Ferrocene Adsorbed on Silica and Activated Carbon Surfaces: A Solid-State NMR Study of Molecular Dynamics and Surface Interactions

Ferrocene has been adsorbed on the surface of silica and activated carbon within the pores by dry grinding in the absence of a solvent at room temperature. While the dry adsorption and translational mobility of ferrocene within the pores are already established on the centimeter scale, there is little systematic understanding of the surface site-to-site motions of the ferrocene molecules and their orientation with respect to the surface. In this paper, silica and activated carbon, both widely applied in academia and industry as adsorbents, are used as support materials. Using variable-temperature 13C and 2H solid-state NMR and T 1 relaxation time measurements, the dynamics of ferrocene on the surfaces of silica and activated carbon within the pores has been quantitatively characterized on the molecular scale. The obtained data indicate that ferrocene molecules show a liquid-like behavior on the surface. Fast exchange between isotropically moving molecules and surface-attached molecular states of ferrocene has been found in samples with submonolayer surface coverages.
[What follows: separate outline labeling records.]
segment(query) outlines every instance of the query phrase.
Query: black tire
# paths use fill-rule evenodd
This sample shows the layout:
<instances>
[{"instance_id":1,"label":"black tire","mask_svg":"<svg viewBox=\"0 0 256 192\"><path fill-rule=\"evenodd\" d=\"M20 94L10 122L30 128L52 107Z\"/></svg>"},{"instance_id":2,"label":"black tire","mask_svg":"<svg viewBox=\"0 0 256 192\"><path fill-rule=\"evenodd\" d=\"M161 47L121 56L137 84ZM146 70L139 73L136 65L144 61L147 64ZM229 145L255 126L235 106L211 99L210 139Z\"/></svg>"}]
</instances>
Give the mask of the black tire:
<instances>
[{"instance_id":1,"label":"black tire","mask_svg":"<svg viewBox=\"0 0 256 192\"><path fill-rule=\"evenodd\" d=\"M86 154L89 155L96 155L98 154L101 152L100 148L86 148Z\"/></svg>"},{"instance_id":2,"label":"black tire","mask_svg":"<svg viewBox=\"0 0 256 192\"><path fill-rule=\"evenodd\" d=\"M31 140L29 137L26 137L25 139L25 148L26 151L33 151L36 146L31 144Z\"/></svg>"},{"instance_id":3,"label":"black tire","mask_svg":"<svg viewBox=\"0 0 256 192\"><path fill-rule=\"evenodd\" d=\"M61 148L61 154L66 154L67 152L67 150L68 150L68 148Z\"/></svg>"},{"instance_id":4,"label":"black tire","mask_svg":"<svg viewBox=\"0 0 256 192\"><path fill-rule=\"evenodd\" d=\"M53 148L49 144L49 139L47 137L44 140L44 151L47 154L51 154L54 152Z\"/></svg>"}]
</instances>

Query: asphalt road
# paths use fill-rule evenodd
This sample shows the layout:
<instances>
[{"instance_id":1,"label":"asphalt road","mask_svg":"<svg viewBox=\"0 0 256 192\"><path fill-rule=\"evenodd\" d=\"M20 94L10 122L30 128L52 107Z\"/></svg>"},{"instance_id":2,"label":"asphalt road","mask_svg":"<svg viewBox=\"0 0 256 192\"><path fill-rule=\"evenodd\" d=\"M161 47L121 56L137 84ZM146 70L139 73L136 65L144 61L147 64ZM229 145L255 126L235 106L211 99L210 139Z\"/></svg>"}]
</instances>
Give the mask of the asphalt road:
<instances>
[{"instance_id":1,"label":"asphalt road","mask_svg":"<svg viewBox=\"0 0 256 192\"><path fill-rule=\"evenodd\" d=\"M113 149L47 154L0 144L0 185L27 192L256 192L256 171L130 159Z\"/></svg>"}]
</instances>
The surface-attached molecular states have been characterized by the free energies ΔG ⧧ of 6.1 kcal/mol for silica and ΔG ⧧ of 6.2 kcal/mol for activated carbon at 223 and 263 K, respectively. The horizontally oriented ferrocene molecules are the most thermodynamically stable states on the surfaces of both materials. These molecules exhibit fast C5 rotation of the Cp rings, as established by low-temperature 13C and 2H NMR. The interactions of ferrocene with the pore surfaces have been characterized by adsorption enthalpies measured as −8.4 to −7.0 kcal/mol and −6.7 kcal/mol for activated carbon and silica, respectively. It has been suggested that the ferrocene–surface interactions for both support materials have a polar character.